Вместе с тем следует уточнить, что Андреева не интересует картина осени как таковая, красота осеннего леса или падение листьев, как, например, И. Бунина в стихотворении «Листопад» (1900), где осень олицетворена и эстетизирована. В поэзии Андреева природный ряд соотнесен с человеческой жизнью, подключен к экзистенциальным и философским аспектам человеческого существования.
Появление мотива опавших листьев в творчестве Андреева как поэта-эмигранта вызвано обостренным ощущением и переживанием одиночества человека, осознанием его малости и незащищенности перед лицом смерти. Поэт утверждает ценность и неповторимость каждой конкретной человеческой жизни, что связано с повторяющимся сюжетом умирания / гибели оторванного листа («Упавший лист», «Лист»). В лирической системе поэта ключевое понятие «лист» / «листик», а не «листья», чем подчеркивается единичность и единственность, в отличие от множественности. Как правило, одиноко существующие, листы и листики в поэтической системе Андреева разрознены, хаотично движутся, уносимы ветром: «Осенний вихрь им (листом) забавлялся вволю.» («Упавший лист»); они незаметно исчезают и истаивают. В лирических сюжетах «умирания» эксплицируется общая трагическая участь людей, в которой все уравнены.
2. Рассмотрим экзистенциальные аспекты мотива опавших листьев. Содержательное ядро поэзии Андреева образует экзистенциальная проблематика, что стало общим местом в исследованиях о творчестве младоэми-грантов. Эта черта поэтической системы Андреева наиболее наглядна при сопоставлении его поэтических текстов с поэзией конца XIX - начала ХХ в. В аспекте развития экзистенциальной проблематики сопоставим сти-
хи А. Фета - И. Анненского - В. Андреева. Эти сопоставления не произвольны, к ним Андреев подталкивает сам. Так, его стихотворению «Лист» (цикл «На рубеже», 1970-1976) предпослан эпиграф из текста Фета «Поэтам» («Сердце трепещет отрадно и больно.», 1890). С другой стороны, логично обратиться к стихотворению И. Анненского «Листы» (известно, что В. Андреев высоко ценил Анненского и хорошо знал его творчество, о чем неоднократно упоминается в автобиографической книге «История одного путешествия»).
В эпиграфе, взятом Андреевым из стихотворения
А. Фета «Поэтам», обозначена оппозиция природы и культуры: «Этот лист, что иссох и свалился, / Золотом вечным горит в песнопенье». Фет утверждает приоритет культуры: все тленное обретает бессмертие в поэзии, которая преодолевает ограниченность и несовершенство бренного мира. В. Андреев, полемизируя с поэтом XIX в., отстаивает ценность самой неповторимой и единичной человеческой жизни. В этом смысле он ближе к И. Анненскому как поэту ХХ в.

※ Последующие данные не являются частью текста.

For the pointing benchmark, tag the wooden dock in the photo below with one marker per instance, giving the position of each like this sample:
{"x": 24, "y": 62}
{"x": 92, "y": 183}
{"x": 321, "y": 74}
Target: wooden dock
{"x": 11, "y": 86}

Листопад в стихотворении Анненского «Листы» становится поводом для размышлений о человеческой жизни, он вызывает чувство тоски и страха и побуждает лирического героя к размышлениям о жизни и смерти. Оптимистическое утверждение Фета снимается Анненским. Лирический герой последнего, с одной стороны, ищет путей спасения от страха смерти, видя, как «нежные листы / Не хотят коснуться праха»; с другой стороны, он апеллирует к «велению Творца» (законам бытия) как к идее бессмертия человеческой души. Стихотворение завершается вопросами, которые не дают ответа «тоскующему я»: «И нет конца и нет начала / Тебе, тоскующее я?» [4. С. 35]. Экзистенциальное беспокойство отличает лирического субъекта Анненского от лирического героя Фета. Ему не приносит облегчения мысль о бессмертии поэта в творчестве, как лирическому герою Фета. На первый план в самосознании Анненского выходит вопрос о бессмертии «Я», которое проблематично, как бы поэт ни хотел верить в законы Творца.
В стихотворении В. Андреева «Лист» идея «страха и трепета» (М. Хайдеггер) усиливается, по сравнению с текстом Анненского. Сорвавшийся с дерева лист - метафора человеческой жизни. Андреев подчеркивает неожиданность и неотвратимость смерти и беззащитность перед ней: лист гибнет «внезапно опаленный острым зноем». Текст из четырех строф симметрично делится на две части. В лирическом сюжете развивается оппозиция красоты жизни и ужаса и безобразия смерти: противопоставлена полнота и целокупность мира («чаша полная покоя») тишине и покою могилы. У Фета гибель только названа, у Анненского - рефлексия лирического героя сопряжена с вопросом о возможности бессмертия.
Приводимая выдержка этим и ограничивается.